Os vereadores de Fortaleza que não participaram, na última terça-feira (7), da votação sobre o piso salarial dos professores do município querem anular o resultado. A proposta foi aprovada à tarde, sem comunicado prévio, após os professores passarem toda a manhã impedindo a entrada dos parlamentares no plenário. Apenas vereadores da bancada governista estavam presentes.

Daniel Aderaldo/iG
Professores de Fortaleza bloquearam entrada da Câmara Municipal na terça-feira (7/6)
Os professores bloquearam as três entradas da Câmara Municipal para impedir a votação porque não concordam com o piso salarial aprovado. O ato deu resultado, mas somente durante a manhã. No final da tarde, o número de manifestantes diminuiu e parte dos vereadores conseguiu entrar no plenário. Com isso, a Mesa Diretora reabriu a sessão e a base aliada da prefeita Luizianne Lins (PT) conseguiu colocar em pauta e aprovar a matéria sobre o salário base da categoria.

O vereador Plácido Filho (PDT) apresentou nesta quarta-feira (8) um requerimento questionando a validade da votação, que ele considera ilegal.

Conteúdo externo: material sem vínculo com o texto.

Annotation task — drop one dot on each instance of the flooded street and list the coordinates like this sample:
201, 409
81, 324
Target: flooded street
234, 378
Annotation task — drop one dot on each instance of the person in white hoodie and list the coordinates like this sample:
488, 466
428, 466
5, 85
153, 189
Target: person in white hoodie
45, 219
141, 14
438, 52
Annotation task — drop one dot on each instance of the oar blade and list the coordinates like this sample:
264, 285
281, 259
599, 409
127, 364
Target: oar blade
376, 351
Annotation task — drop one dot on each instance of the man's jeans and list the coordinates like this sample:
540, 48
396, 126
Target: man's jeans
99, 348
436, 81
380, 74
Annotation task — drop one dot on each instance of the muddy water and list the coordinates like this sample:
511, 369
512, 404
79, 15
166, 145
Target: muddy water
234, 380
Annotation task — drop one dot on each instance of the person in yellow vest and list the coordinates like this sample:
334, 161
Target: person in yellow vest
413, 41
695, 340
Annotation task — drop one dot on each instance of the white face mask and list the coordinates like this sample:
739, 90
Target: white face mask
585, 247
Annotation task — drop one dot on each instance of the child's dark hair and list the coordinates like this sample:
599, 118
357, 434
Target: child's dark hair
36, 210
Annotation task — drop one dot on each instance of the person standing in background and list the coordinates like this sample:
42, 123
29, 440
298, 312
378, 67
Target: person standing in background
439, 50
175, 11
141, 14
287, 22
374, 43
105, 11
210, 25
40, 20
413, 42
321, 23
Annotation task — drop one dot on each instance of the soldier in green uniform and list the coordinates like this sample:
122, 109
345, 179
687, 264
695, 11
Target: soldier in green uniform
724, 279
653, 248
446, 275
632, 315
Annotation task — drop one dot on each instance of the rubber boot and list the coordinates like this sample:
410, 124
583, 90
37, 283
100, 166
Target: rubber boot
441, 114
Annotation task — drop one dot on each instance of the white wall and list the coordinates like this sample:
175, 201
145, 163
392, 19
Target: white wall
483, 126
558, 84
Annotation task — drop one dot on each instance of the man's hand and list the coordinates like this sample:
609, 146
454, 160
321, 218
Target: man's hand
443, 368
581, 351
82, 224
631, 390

Já a bancada municipal do PTC entrou com uma ação cautelar na Fazenda Pública da Comarca de Fortaleza pedindo a anulação da sessão.

O presidente da Câmara, vereador Acrísio Sena (PT), defende a legitimidade da votação. “O regimento prevê e assegura que o conjunto dos vereadores, tendo maioria, pode deliberar e instalar a sessão a qualquer momento”, disse.

Além de Plácido Filho, e da bancada do PTC, os vereadores João Alfredo (PSOL), Vitor Valim (PHS) e Salmito Filho (PT) também questionam a legalidade do processo. “Isso nunca aconteceu na Câmara antes. Nós temos aqui um grupo de iluminados que conseguiu interpretar o regimento dessa forma pela primeira vez na história da Câmara de Fortaleza”, ironizou Salmito Filho.

“Tenho absoluta tranqüilidade em dizer que a sessão de ontem se deu em completo desacordo com o regimento interno”, afirmou João Alfredo. Segundo ele, os vereadores precisam ser avisados por escrito e com 48 horas de antecedência sobre a deliberação de matérias em plenário. “Porque, ai, a maioria se reúne quando quiser, não dá notícias aos demais e muda tudo”, ponderou.